A new installation about the Parthenon explores its fascinating origin story, as the Fine Arts Building for the 1897 Tennessee Centennial Exposition, held in what is now Centennial Park to celebrate Tennessee's hundredth year as a state. The exhibition delves into the Centennial Exposition (similar to a World's Fair), exploring how Nashville presented itself to a national audience a generation after the Civil War.
After the Exposition ended, the Parthenon was in danger of being torn down. Nashvillians, enamored with the idea of their city's nickname "The Athens of the South" made permanent in building form, clamored for it to remain. For over twenty years, the plaster and wood Parthenon stood in Centennial Park, until it was rebuilt out of concrete in the 1920s.
In 1931, renovation was complete, and the Parthenon has been open ever since, honoring the city's legacy as a center of learning-much like ancient Athens-as well as the building's origins as the Fine Arts Building, with its art galleries on the lower level.
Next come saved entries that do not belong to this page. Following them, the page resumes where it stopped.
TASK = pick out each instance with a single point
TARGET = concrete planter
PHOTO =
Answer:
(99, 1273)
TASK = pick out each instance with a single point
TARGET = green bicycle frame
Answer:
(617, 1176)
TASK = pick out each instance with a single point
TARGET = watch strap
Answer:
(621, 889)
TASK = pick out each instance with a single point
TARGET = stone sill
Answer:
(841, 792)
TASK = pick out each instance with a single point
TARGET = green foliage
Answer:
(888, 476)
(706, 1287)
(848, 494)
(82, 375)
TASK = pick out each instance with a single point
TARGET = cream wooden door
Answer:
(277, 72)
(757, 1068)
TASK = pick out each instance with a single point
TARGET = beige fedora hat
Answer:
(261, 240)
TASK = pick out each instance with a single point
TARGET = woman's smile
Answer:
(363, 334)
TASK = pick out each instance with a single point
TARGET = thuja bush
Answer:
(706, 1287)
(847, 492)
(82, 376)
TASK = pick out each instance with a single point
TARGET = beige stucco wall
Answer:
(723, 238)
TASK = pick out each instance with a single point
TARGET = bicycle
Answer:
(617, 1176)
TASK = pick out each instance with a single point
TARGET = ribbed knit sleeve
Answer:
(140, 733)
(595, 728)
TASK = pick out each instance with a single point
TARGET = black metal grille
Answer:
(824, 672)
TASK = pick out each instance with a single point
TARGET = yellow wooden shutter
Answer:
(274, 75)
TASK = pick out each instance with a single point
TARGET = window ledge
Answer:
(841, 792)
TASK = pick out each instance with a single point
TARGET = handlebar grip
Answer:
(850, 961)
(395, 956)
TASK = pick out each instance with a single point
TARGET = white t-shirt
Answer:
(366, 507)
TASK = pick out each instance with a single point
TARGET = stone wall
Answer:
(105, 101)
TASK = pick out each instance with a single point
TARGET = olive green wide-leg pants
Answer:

The exhibition features many rare and seldom exhibited objects, artifacts, and souvenirs from the Centennial Exposition and the Parthenon over the past 115 years. Local lawyer, collector, historian, and ninth-generation Nashvillian David Ewing has loaned his entire collection of Exposition and Parthenon memorabilia, amassed over the past twenty years, to the Parthenon for this exhibition.
The exhibition will also feature props from the film Percy Jackson & the Olympians: The Lightning Thief, part of which was filmed in Centennial Park in 2009. In the movie, the main characters make a trip to Nashville to retrieve a pearl from inside Nashville's Parthenon. Through a generous loan from the 20th Century Fox Film Corporation, several items from the movie, including a script and a pearl, will be on view for several months.
The new installation opened on November 8, 2011.